Old school platforming for the next generation
Every major software house tends to have a mascot, a game character that is unique to them. Nintendo has Mario, Sega has sonic. Eidos has the pneumatically impressive Lara Croft.
When Lara first hit the humble Sega Saturn back in 1996, with the classic Tomb Raider, it was a revelation to hormonal teenage boys all over the world. A generation used to blue hedgehogs and short fat plumbers suddenly had a busty, flexible brunet to control! Mmm Mario or Lara…let me think! To top it all off she was in 3D, oh and the game was pretty good as well!
Since then she has seen numerous incarnations which has taken her from games to comics into films and back again.

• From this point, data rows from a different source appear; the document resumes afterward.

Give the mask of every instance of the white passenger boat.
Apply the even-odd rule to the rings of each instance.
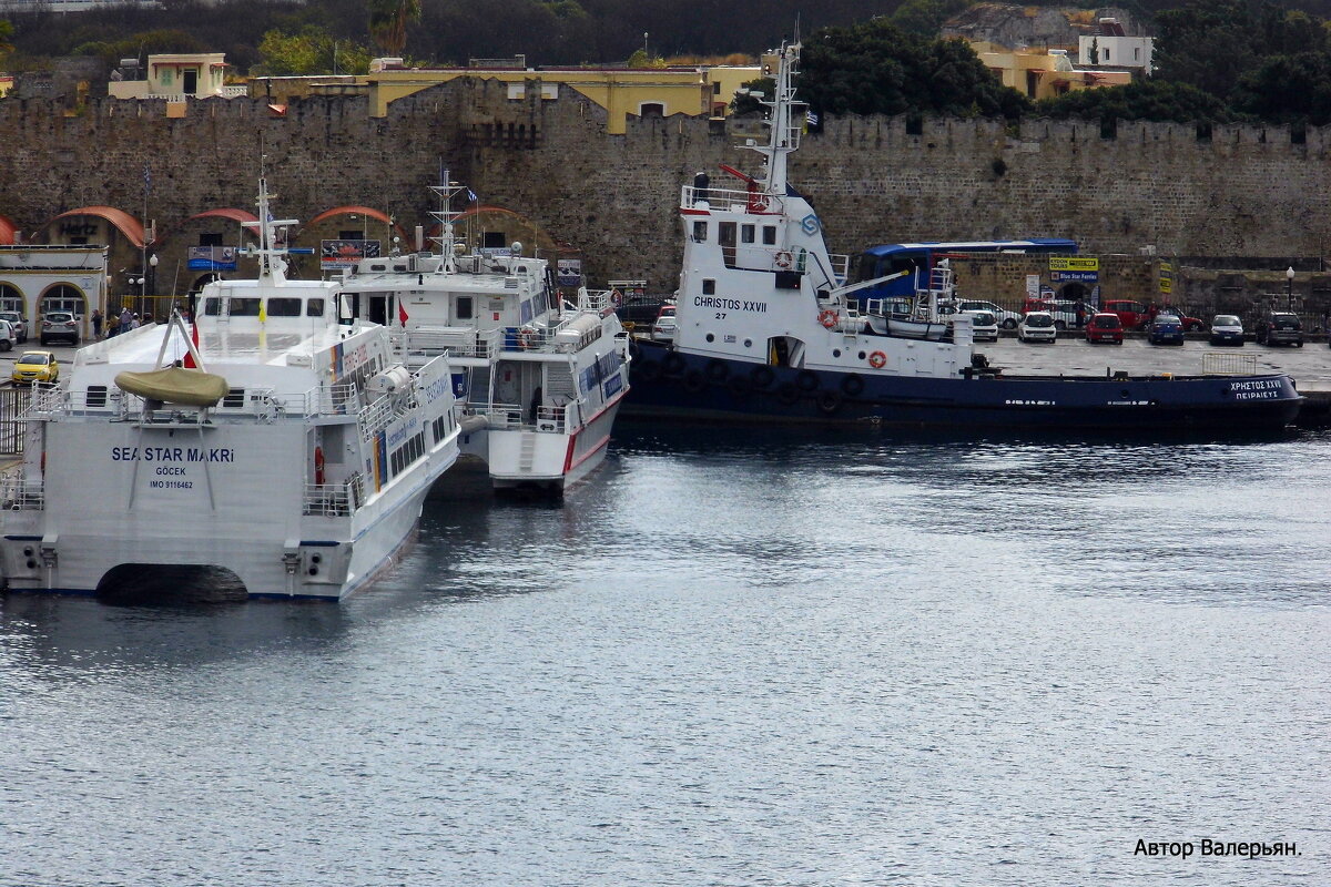
[[[270,219],[261,182],[260,218]],[[257,281],[80,350],[36,387],[0,483],[7,588],[96,593],[153,567],[229,570],[250,597],[341,598],[393,563],[458,457],[445,358],[339,320],[335,283],[289,281],[258,225]]]
[[[495,488],[560,493],[606,457],[628,392],[628,336],[611,294],[579,287],[566,302],[550,263],[469,253],[457,237],[445,176],[439,251],[362,259],[342,282],[354,314],[393,328],[415,367],[447,354],[465,411],[462,451],[484,460]]]

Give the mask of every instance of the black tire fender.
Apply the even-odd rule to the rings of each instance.
[[[841,408],[841,395],[836,391],[819,391],[817,403],[819,410],[831,416]]]
[[[744,399],[753,392],[753,382],[748,376],[731,376],[725,387],[736,399]]]

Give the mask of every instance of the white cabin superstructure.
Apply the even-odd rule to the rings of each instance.
[[[362,259],[343,299],[355,317],[390,324],[407,366],[447,354],[470,416],[462,449],[484,460],[496,488],[563,491],[604,459],[628,391],[611,294],[579,287],[564,302],[550,263],[520,243],[463,254],[449,209],[461,186],[435,190],[439,253]]]
[[[208,285],[193,327],[97,342],[35,386],[0,480],[9,589],[198,565],[250,597],[341,598],[393,563],[458,457],[447,359],[405,367],[383,326],[339,318],[335,283],[287,281],[268,234],[260,279]]]

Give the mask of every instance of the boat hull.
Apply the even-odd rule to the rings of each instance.
[[[796,370],[638,343],[626,415],[972,428],[1279,428],[1302,396],[1284,375],[909,378]]]
[[[44,507],[5,512],[7,588],[96,594],[117,568],[188,565],[233,573],[250,598],[346,597],[393,565],[457,448],[437,445],[367,491],[354,513],[318,515],[302,504],[305,434],[299,424],[220,426],[206,436],[53,424]],[[91,475],[105,484],[97,508],[80,493]]]
[[[526,428],[487,432],[484,459],[495,489],[535,487],[562,492],[590,475],[606,459],[623,399],[623,394],[615,396],[572,432]]]

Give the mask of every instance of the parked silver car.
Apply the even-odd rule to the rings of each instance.
[[[41,344],[52,342],[79,344],[79,318],[71,311],[48,311],[41,318]]]
[[[28,340],[28,322],[17,311],[0,311],[0,320],[8,320],[13,330],[15,340],[23,344]]]

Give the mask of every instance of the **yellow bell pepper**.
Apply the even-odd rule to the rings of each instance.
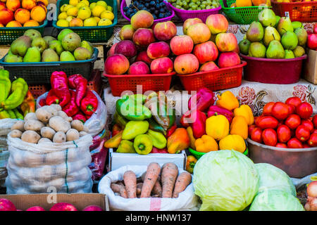
[[[237,134],[244,139],[248,138],[248,124],[245,118],[241,115],[233,117],[230,124],[230,134]]]
[[[239,101],[230,91],[223,92],[221,96],[218,96],[218,101],[216,104],[218,106],[223,107],[228,110],[232,110],[239,107]]]
[[[244,140],[237,134],[229,134],[219,141],[219,149],[235,150],[244,153],[246,149]]]
[[[195,147],[197,152],[209,153],[211,150],[218,150],[217,142],[208,135],[203,135],[200,139],[196,139]]]
[[[213,115],[206,120],[206,133],[219,141],[229,134],[229,121],[223,115]]]
[[[244,117],[249,126],[252,125],[254,122],[252,110],[248,105],[242,105],[240,107],[235,108],[233,115],[235,117],[238,115]]]

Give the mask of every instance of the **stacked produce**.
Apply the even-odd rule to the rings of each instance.
[[[249,127],[251,140],[270,146],[287,148],[317,146],[317,115],[313,107],[291,97],[282,102],[266,103],[262,114]]]
[[[113,8],[104,1],[70,0],[61,6],[56,25],[59,27],[108,26],[115,18]]]
[[[178,153],[188,148],[189,138],[175,120],[175,110],[161,92],[123,96],[116,102],[116,124],[105,147],[122,153]]]
[[[128,170],[123,181],[112,183],[111,188],[125,198],[178,198],[191,183],[192,175],[187,172],[179,174],[174,163],[166,162],[161,168],[158,163],[151,162],[141,177]]]
[[[2,0],[0,27],[37,27],[45,20],[47,0]]]
[[[25,81],[18,78],[11,82],[9,72],[0,70],[0,119],[23,120],[35,111],[35,101]]]
[[[280,18],[269,8],[259,13],[251,23],[245,39],[239,43],[246,56],[267,58],[294,58],[305,54],[307,32],[300,22]]]
[[[30,29],[14,40],[5,63],[36,63],[85,60],[92,58],[94,49],[89,41],[70,29],[61,30],[57,39],[42,37],[37,30]]]
[[[190,148],[200,153],[218,150],[235,150],[244,153],[244,140],[248,137],[248,125],[254,122],[254,116],[247,105],[240,105],[230,91],[218,96],[206,88],[200,89],[188,101],[189,111],[180,119],[180,123],[190,139]]]

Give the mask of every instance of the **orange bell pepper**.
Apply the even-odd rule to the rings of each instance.
[[[196,150],[200,153],[209,153],[219,148],[215,139],[206,134],[195,141],[195,147]]]
[[[233,117],[230,124],[230,134],[237,134],[244,139],[248,138],[248,124],[245,118],[241,115]]]
[[[178,153],[189,147],[189,136],[185,128],[178,128],[167,140],[168,152],[170,154]]]

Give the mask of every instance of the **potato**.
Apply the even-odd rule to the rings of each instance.
[[[43,138],[52,140],[56,133],[56,132],[51,127],[44,127],[41,129],[41,136]]]
[[[18,129],[21,131],[25,131],[25,129],[24,129],[24,121],[18,120],[17,121],[12,127],[11,127],[11,131]]]
[[[39,120],[27,120],[24,124],[24,129],[27,130],[32,130],[35,131],[39,131],[42,127],[45,125]]]
[[[37,143],[40,139],[41,136],[37,132],[32,130],[23,132],[21,136],[22,141],[33,143]]]
[[[63,131],[66,133],[71,128],[70,123],[58,115],[49,119],[49,127],[53,128],[56,132]]]
[[[53,142],[54,143],[63,143],[66,141],[66,135],[63,131],[58,131],[55,134],[53,138]]]
[[[18,138],[20,139],[22,136],[22,134],[23,134],[20,130],[19,129],[13,129],[11,133],[10,136],[12,138]]]
[[[79,132],[75,129],[70,129],[66,133],[66,141],[71,141],[79,139]]]
[[[84,130],[84,124],[79,120],[73,120],[70,123],[72,128],[77,129],[79,132]]]

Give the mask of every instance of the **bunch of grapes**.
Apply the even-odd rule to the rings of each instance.
[[[168,0],[173,6],[182,10],[202,10],[219,7],[219,0]]]

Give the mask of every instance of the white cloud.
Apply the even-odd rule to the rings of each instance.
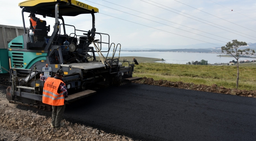
[[[168,26],[142,19],[138,17],[117,11],[113,9],[98,5],[88,1],[80,0],[83,2],[99,8],[100,12],[102,12],[102,13],[111,16],[145,25],[153,28],[159,29],[167,32],[170,32],[196,39],[202,40],[207,42],[221,43],[214,40],[203,37],[193,34],[175,29]],[[210,24],[214,25],[237,34],[246,36],[252,39],[249,39],[247,38],[230,33],[140,0],[106,0],[174,23],[182,24],[219,36],[224,37],[231,40],[236,39],[238,40],[245,41],[247,42],[256,42],[256,38],[250,37],[242,33],[232,31],[224,27],[220,27],[218,25],[215,25],[207,22],[202,21],[196,18],[191,17],[190,16],[152,3],[150,1],[145,0],[147,2],[163,7],[169,10],[180,13],[186,16],[191,17],[191,18],[208,23]],[[225,21],[175,1],[169,0],[152,0],[213,23],[256,37],[256,35],[254,35],[255,32],[254,31]],[[232,0],[213,0],[220,4],[229,7],[229,8],[232,9],[235,11],[256,19],[256,2],[254,1],[251,0],[244,0],[243,1],[234,1]],[[22,0],[21,1],[12,0],[1,1],[0,9],[1,9],[1,11],[4,11],[4,12],[0,13],[0,16],[2,17],[0,24],[18,26],[23,26],[21,14],[21,9],[18,6],[19,3],[22,1]],[[180,2],[236,24],[256,31],[256,28],[255,27],[255,25],[256,24],[256,20],[234,12],[234,11],[231,11],[231,10],[228,9],[210,1],[204,0],[195,0],[193,1],[181,0]],[[93,2],[197,34],[203,35],[220,40],[223,40],[224,42],[229,41],[227,39],[203,33],[167,21],[152,17],[102,0],[96,0],[93,1]],[[25,21],[26,27],[27,27],[29,26],[29,18],[27,18],[28,14],[29,13],[27,13],[24,14]],[[43,18],[41,16],[38,16],[38,17],[41,18]],[[165,45],[188,45],[202,43],[201,42],[196,40],[175,35],[168,32],[138,25],[100,13],[95,14],[95,24],[97,32],[109,34],[110,36],[111,42],[121,43],[123,46],[156,44],[156,42],[157,42],[159,44]],[[80,15],[74,17],[65,17],[64,18],[65,24],[73,25],[76,26],[77,29],[88,31],[91,29],[91,14]],[[52,27],[54,22],[54,18],[46,18],[45,19],[43,18],[43,19],[46,20],[47,24],[50,25],[51,27]],[[69,32],[69,34],[70,33],[72,32],[72,28],[69,29],[68,31]],[[160,42],[160,41],[163,41],[163,42]],[[168,42],[165,42],[165,41],[168,41]]]

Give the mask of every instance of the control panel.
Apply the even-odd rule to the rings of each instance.
[[[44,76],[48,78],[51,77],[52,75],[52,67],[50,67],[46,64],[45,67],[42,68],[42,72],[44,73]]]

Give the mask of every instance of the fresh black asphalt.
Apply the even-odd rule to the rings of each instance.
[[[130,83],[67,105],[64,118],[140,140],[255,141],[256,112],[255,98]]]

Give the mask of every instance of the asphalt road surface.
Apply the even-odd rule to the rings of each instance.
[[[255,98],[131,83],[67,105],[64,118],[145,141],[255,141],[256,112]]]

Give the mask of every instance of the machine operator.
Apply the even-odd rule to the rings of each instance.
[[[37,25],[37,20],[41,20],[40,19],[36,17],[35,15],[33,13],[31,13],[28,17],[30,17],[30,18],[29,20],[29,22],[30,23],[30,28],[35,29],[35,26]],[[33,32],[31,32],[29,34],[30,37],[30,42],[31,43],[34,43],[34,31],[33,31]],[[44,40],[45,44],[47,44],[47,42],[46,41],[46,38],[45,38],[45,37],[44,37]]]

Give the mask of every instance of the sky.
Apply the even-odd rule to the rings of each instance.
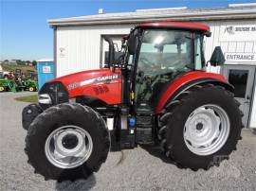
[[[0,61],[53,58],[47,19],[139,9],[228,7],[256,0],[0,0]]]

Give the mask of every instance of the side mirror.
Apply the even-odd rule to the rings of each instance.
[[[130,36],[127,42],[128,45],[128,52],[130,55],[135,55],[137,52],[137,47],[138,40],[137,36]]]
[[[224,62],[225,62],[225,57],[221,50],[221,47],[216,46],[210,57],[210,65],[217,66],[217,65],[223,65]]]

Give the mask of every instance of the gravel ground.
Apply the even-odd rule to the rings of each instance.
[[[111,152],[98,173],[77,182],[46,182],[33,174],[24,153],[26,130],[21,112],[27,103],[13,100],[31,93],[0,94],[1,190],[256,190],[256,135],[243,130],[237,151],[209,171],[179,169],[157,148]],[[120,159],[122,159],[120,161]]]

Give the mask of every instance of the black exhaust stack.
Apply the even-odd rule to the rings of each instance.
[[[110,37],[104,36],[104,40],[108,43],[108,66],[111,68],[114,63],[115,48],[113,41]]]

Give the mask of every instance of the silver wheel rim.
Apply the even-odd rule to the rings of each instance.
[[[74,168],[88,160],[93,150],[90,134],[78,126],[63,126],[47,137],[45,152],[48,161],[61,168]]]
[[[207,104],[195,109],[184,127],[184,141],[196,155],[210,155],[226,143],[230,130],[228,113],[217,105]]]

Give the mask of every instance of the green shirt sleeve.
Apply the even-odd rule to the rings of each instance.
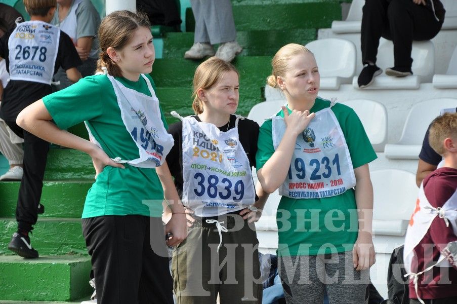
[[[60,129],[94,119],[103,113],[104,97],[97,76],[91,76],[43,97],[45,106]],[[99,102],[96,102],[96,101]]]
[[[272,128],[271,120],[268,120],[262,124],[259,130],[257,153],[256,154],[256,168],[257,171],[262,169],[267,161],[270,159],[270,158],[274,153]]]
[[[362,122],[354,110],[341,104],[337,104],[335,107],[347,108],[344,111],[345,115],[337,117],[348,144],[353,167],[358,168],[376,159],[376,153]],[[337,108],[335,110],[337,110]]]

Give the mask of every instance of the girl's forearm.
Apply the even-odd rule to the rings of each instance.
[[[285,179],[296,141],[297,135],[286,131],[278,148],[257,172],[259,181],[266,193],[274,192]]]
[[[19,113],[16,123],[21,128],[47,141],[79,150],[89,155],[96,148],[89,140],[61,130],[52,119],[43,100],[32,103]]]
[[[373,186],[370,179],[368,164],[354,170],[357,184],[355,201],[357,208],[359,232],[372,233]]]

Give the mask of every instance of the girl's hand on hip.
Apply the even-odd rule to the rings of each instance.
[[[368,269],[376,262],[373,240],[369,233],[359,232],[352,249],[352,261],[357,271]]]
[[[298,111],[294,110],[289,114],[289,111],[283,105],[281,107],[284,112],[284,122],[285,123],[287,130],[286,132],[296,133],[297,135],[303,132],[316,115],[310,113],[309,111]]]
[[[177,246],[187,237],[186,216],[184,213],[173,213],[172,219],[165,225],[165,234],[172,233],[172,236],[167,241],[167,245]]]
[[[95,144],[94,144],[94,149],[89,154],[89,155],[92,159],[92,163],[94,164],[94,168],[95,168],[95,178],[97,178],[98,175],[103,171],[103,169],[107,166],[125,169],[126,167],[123,165],[118,164],[111,159],[105,151],[98,146]]]

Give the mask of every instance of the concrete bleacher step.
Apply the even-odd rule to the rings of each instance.
[[[0,256],[0,303],[66,302],[87,297],[93,290],[88,283],[91,269],[89,256]]]
[[[243,47],[243,51],[238,56],[272,56],[288,43],[304,45],[317,38],[315,28],[238,31],[236,40]],[[163,58],[183,58],[193,42],[193,32],[167,33],[163,39]],[[155,63],[153,69],[155,65]]]
[[[73,149],[52,147],[48,155],[45,180],[94,181],[95,169],[90,157]]]
[[[30,235],[30,242],[40,256],[88,254],[82,237],[80,219],[38,217],[34,227],[32,234]],[[13,234],[17,230],[17,222],[15,218],[0,218],[0,231],[2,232],[0,234],[0,255],[13,254],[8,250],[8,247]],[[0,296],[0,299],[4,298]]]
[[[20,182],[0,183],[0,218],[14,217]],[[40,203],[45,212],[40,217],[79,218],[87,192],[92,185],[88,180],[45,181]]]
[[[339,0],[233,0],[233,18],[237,31],[330,27],[341,20]],[[190,9],[188,9],[190,10]],[[186,17],[192,17],[186,14]],[[187,18],[188,19],[189,18]],[[193,30],[186,20],[187,31]]]
[[[240,94],[248,86],[261,87],[271,72],[272,56],[239,57],[232,63],[240,73]],[[192,87],[195,68],[201,62],[182,58],[157,59],[151,75],[158,88]],[[158,94],[160,94],[157,89]]]

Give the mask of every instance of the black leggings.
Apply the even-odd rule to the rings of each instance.
[[[82,223],[98,304],[173,304],[161,218],[107,215]]]
[[[23,130],[16,122],[5,122],[18,136],[24,138],[24,175],[21,180],[16,209],[18,227],[33,229],[38,218],[43,178],[49,151],[49,143]]]
[[[412,41],[430,40],[441,28],[430,2],[426,6],[411,0],[366,0],[362,17],[362,61],[376,62],[381,36],[394,44],[394,66],[402,71],[411,69]]]

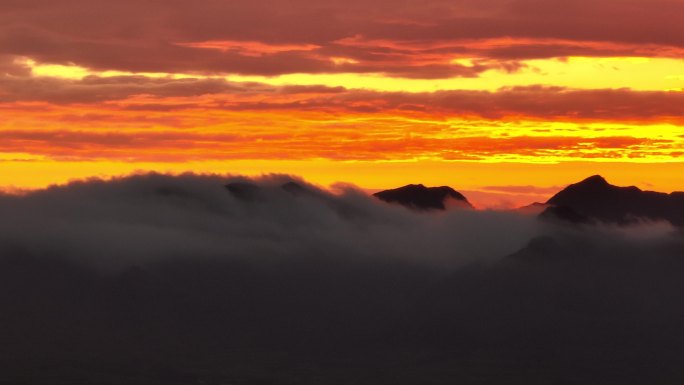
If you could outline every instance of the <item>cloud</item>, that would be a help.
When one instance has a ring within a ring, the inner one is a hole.
[[[32,0],[0,8],[0,53],[98,70],[477,76],[529,58],[681,57],[676,1]],[[103,25],[100,18],[119,20]],[[123,22],[125,20],[125,22]],[[84,36],[83,31],[87,31]],[[498,43],[510,39],[509,43]],[[423,47],[423,48],[417,48]],[[483,60],[474,67],[456,57]],[[345,64],[335,58],[348,59]]]
[[[119,266],[189,255],[265,261],[319,253],[459,265],[511,252],[537,228],[533,219],[510,213],[421,215],[350,187],[333,194],[294,179],[305,192],[281,188],[292,180],[152,174],[4,196],[0,210],[14,218],[2,223],[4,244],[26,245],[41,257]],[[254,197],[231,194],[224,185],[233,182],[254,184]],[[481,231],[502,241],[487,246]],[[416,258],[427,244],[442,246]]]
[[[634,360],[632,383],[681,378],[666,223],[421,213],[283,175],[93,179],[0,195],[0,213],[10,383],[581,384]]]

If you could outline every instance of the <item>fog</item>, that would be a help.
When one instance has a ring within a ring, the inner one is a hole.
[[[5,194],[0,383],[677,383],[682,256],[667,222],[415,211],[285,175]]]
[[[301,191],[282,188],[293,181]],[[230,184],[254,191],[241,196]],[[0,212],[2,246],[100,267],[187,257],[383,259],[441,268],[500,258],[542,231],[533,217],[514,212],[425,214],[351,185],[328,191],[284,175],[76,182],[4,196]]]

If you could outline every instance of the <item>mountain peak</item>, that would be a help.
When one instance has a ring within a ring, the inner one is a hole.
[[[601,175],[592,175],[589,178],[586,178],[585,180],[577,183],[577,184],[591,184],[591,185],[597,185],[597,186],[610,186],[610,183],[606,180],[606,178],[602,177]]]
[[[567,219],[558,214],[569,215],[571,209],[577,218],[588,217],[605,222],[630,223],[646,219],[684,225],[684,195],[642,191],[635,186],[614,186],[600,175],[571,184],[549,199],[547,204],[555,207],[547,214],[559,219]]]
[[[418,210],[445,210],[448,200],[455,200],[464,207],[472,208],[463,194],[449,186],[425,187],[423,184],[409,184],[392,190],[380,191],[373,194],[376,198],[388,203]]]

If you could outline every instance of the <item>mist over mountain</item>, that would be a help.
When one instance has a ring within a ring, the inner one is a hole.
[[[447,206],[472,208],[463,194],[448,186],[425,187],[422,184],[410,184],[392,190],[384,190],[373,194],[388,203],[397,203],[417,210],[445,210]]]
[[[599,217],[564,191],[549,204]],[[0,195],[0,214],[0,384],[684,379],[667,218],[577,226],[192,174]]]

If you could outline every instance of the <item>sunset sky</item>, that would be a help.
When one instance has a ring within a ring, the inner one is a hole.
[[[3,0],[0,189],[134,171],[684,190],[684,2]]]

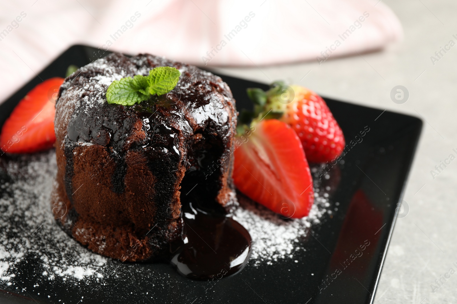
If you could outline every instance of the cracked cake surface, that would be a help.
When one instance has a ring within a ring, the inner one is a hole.
[[[172,91],[131,106],[107,103],[113,81],[160,66],[181,72]],[[92,250],[154,259],[181,240],[181,196],[223,206],[235,199],[236,112],[220,77],[162,57],[113,53],[66,78],[56,109],[53,211]]]

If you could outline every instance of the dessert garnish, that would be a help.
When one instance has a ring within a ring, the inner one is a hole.
[[[149,71],[149,75],[136,75],[115,80],[108,87],[108,103],[133,106],[149,99],[151,95],[163,95],[173,90],[181,75],[176,68],[158,67]]]
[[[50,149],[55,141],[54,115],[64,78],[45,80],[27,93],[5,121],[0,134],[1,154],[32,153]]]
[[[308,161],[335,161],[341,155],[345,145],[343,131],[325,102],[314,92],[277,82],[266,92],[253,88],[247,93],[255,106],[254,112],[244,113],[244,119],[268,113],[290,125],[300,138]]]
[[[235,185],[286,218],[307,216],[314,202],[313,180],[295,131],[275,119],[255,119],[245,128],[234,152]]]

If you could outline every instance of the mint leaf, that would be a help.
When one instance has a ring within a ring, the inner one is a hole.
[[[149,95],[139,92],[139,90],[141,89],[138,88],[139,88],[139,84],[141,84],[143,81],[138,78],[135,81],[131,77],[115,80],[106,90],[108,103],[132,106],[147,100],[149,98]]]
[[[148,84],[150,94],[163,95],[173,90],[178,83],[181,72],[170,67],[159,67],[149,71]]]
[[[140,93],[144,95],[149,95],[148,90],[148,77],[142,76],[140,75],[136,75],[133,77],[133,81],[132,82],[133,88],[138,90]]]
[[[67,68],[67,72],[65,73],[65,77],[66,78],[76,71],[76,70],[80,68],[74,64],[70,64]]]
[[[174,67],[159,67],[149,71],[147,76],[137,75],[115,80],[106,90],[106,100],[123,106],[139,103],[150,95],[163,95],[173,90],[181,75]]]

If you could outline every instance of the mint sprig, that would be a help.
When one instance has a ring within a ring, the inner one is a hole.
[[[106,90],[108,103],[132,106],[147,100],[151,95],[163,95],[173,90],[181,73],[171,67],[159,67],[149,71],[149,75],[135,75],[115,80]]]

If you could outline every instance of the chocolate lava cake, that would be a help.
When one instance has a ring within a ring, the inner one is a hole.
[[[169,93],[131,106],[107,103],[113,81],[161,66],[181,72]],[[186,196],[223,206],[236,199],[235,101],[219,77],[162,57],[115,53],[66,78],[56,108],[53,211],[93,251],[155,259],[182,242]]]

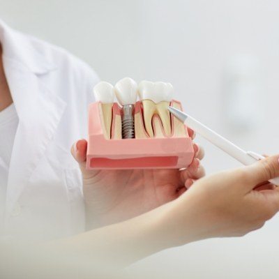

Very few games have managed to capture that feeling of isolation so well
Tomb Raider Anniversary is something of a return to the beginning for the series. Essentially it is a remake of the 1996 original. However, to call it a remake is something of an injustice, more a re-imagining. The basic game is the same, the same set and plot, but the game as a whole has been updated to make it more ‘next gen’. The graphics engine from Legends has been used, giving Lara new abilities that the original Tomb Raider was really missing. To that end the levels have been made bigger and more interesting to accommodate the new more agile Lara.
Tomb Raider was really a game that I could never get on with. I hated the fact that nothing really happened in it. The game was a slow trudging walk through boring caves with pixel perfect jumps that made the old 8 bit platformers look easy.
Now we have an all new feel to the game. The new graphics give the game a much nicer scale. It looks a little rough when compared to the likes of God of War, but the graphics work for it. Lara moves the way I would want her to, with grappling hooks and flips and somersaults that are incredibly easy to pull off. Now don’t get me wrong. The jumps in places are incredibly difficult to hit accurately, but generally things have been improved. The ability to do wall runs, 45 degree jumps and the like help to make life a little easier also.
Combat is similarly smoother, although essentially the same. Lock on, shoot and hope for the best. You do get a matrix like slow down in some battles as well, which is nice. Sadly, with this being a remake of the original all the original baddies are back. Bears, wolves, mummies and the like. Not really the most interesting to shoot at and not all that prolific in the game!
But like the original, this is not about the fights. It is all about the puzzles and there are plenty of them. Some are pretty straight forward, other will have you chewing the controller, especially when you are being attacked at the same time as trying to work out the puzzle!
Tomb Raider Anniversary is a nice idea that has been well executed. The new graphics engine makes it far more playable than the original. The trouble is game play has moved on a lot in the last 10 years and it really does feel a bit dated now. I loved the new abilities and this plays really, really well, but it is not with out flaws. At times the camera is just plain rubbish. The enemy AI is about as clever as a lemming and some of the jumps will just make you want to set fire to your TV. The feeling of claustrophobia is still one of the most impressive things here. You are essentially on your own in a world devoid of life except for the occasional beasty that wants to kill you! Very few games have managed to capture that feeling of isolation so well.
If you never played a Tomb Raider game or you just want to feel a little nostalgic, then I would recommend this to you. There are better platform games out there, but none have the same feel as Tomb Raider or the same satisfaction derived from achieving a goal in Tomb Raider.
The Bad: Feels a bit dated. Looks a bit rough around the edges.